As the Sears Holdings saga has unfolded, mall and shopping center owners have been busy rewriting a script in which they could have been cast as the victims. Rather than fall prey to the Oct. 15 bankruptcy—and the probable demise—of these storied retailers however, these companies have opted for a choose-your-own-ending type tale that depicts them as protagonists—so much so that the subtext of many of the third-quarter earnings calls has been good riddance to Sears and all other former anchors that haven’t kept up with the times.
That’s not to say they’re not sympathetic—and even in some cases somewhat nostalgic—about the state of the Sears and Kmart chains. But it’s clear the real estate C-suite is ready to move onto the next chapter.
“We’ve gone through a point where the legacy retailers that have not invested in the store and not put the customer really as a focal point, those are the boxes that are coming back to us,” said CEO Conor Flynn of real estate investment trust Kimco Realty. “And what we continue to focus on, whether it’s the Toys’ boxes or the Kmart boxes, we look at it as an opportunity.”
Kimco, which owns interest in 450 open-air shopping centers across the U.S., has 14 boxes occupied by Sears and Kmart stores, which Flynn said are “significantly below market.”
The economics of anchor retailers is one reason why landlords are eager to get these locations back.
Acadia Realty Trust CEO and President Ken Bernstein is particularly keen to redevelop one of the three Kmart locations left in its core portfolio.

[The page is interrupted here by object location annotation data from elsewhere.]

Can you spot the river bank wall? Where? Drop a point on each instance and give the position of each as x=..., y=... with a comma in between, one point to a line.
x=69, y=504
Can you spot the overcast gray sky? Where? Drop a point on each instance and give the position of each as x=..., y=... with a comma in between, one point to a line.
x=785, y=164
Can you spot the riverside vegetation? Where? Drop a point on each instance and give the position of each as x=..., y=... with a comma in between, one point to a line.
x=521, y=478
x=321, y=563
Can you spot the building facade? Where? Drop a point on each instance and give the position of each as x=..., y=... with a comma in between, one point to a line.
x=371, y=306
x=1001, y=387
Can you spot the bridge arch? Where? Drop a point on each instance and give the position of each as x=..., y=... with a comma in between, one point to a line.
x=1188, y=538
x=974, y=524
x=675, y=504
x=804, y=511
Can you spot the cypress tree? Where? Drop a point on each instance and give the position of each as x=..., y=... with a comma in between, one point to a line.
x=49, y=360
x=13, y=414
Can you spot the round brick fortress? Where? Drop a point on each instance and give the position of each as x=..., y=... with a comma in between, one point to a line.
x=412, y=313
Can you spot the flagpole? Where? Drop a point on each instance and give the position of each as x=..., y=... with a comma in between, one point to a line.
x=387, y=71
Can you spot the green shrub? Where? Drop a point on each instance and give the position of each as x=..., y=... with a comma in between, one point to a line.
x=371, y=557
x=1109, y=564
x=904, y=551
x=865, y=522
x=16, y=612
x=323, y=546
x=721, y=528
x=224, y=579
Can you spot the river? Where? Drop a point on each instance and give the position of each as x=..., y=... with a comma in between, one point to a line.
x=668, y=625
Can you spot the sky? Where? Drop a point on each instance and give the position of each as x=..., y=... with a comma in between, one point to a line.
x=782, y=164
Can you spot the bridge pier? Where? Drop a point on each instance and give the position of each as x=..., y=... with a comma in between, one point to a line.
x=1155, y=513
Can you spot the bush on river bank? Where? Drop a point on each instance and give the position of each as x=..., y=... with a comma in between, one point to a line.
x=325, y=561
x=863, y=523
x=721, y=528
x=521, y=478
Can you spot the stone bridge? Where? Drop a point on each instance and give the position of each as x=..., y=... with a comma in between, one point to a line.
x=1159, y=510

The box, which is “jogging distance from Scarsdale,” is one the company has been wanting to recapture for years. “When we do, the rent will double, triple, quadruple depending on who we split it for, whether we split it, what it looks like,” Bernstein said.
At one time, anchors paid pennies to take up residence in malls and shopping centers across the country because landlords were anxious to capitalize on the foot traffic these once-dominant retailers drew. But times have changed.
In retrospect, David Simon, chairman and CEO of Simon Property Group, now questions why there were ever so many department stores in the first place. “We don’t need all of those. We don’t really get much of an economic benefit from those boxes,” he said, adding they also aren’t the draw they once were. “We’ve taken over driving the traffic to the center from those boxes as that would have been the historical reason to have them.”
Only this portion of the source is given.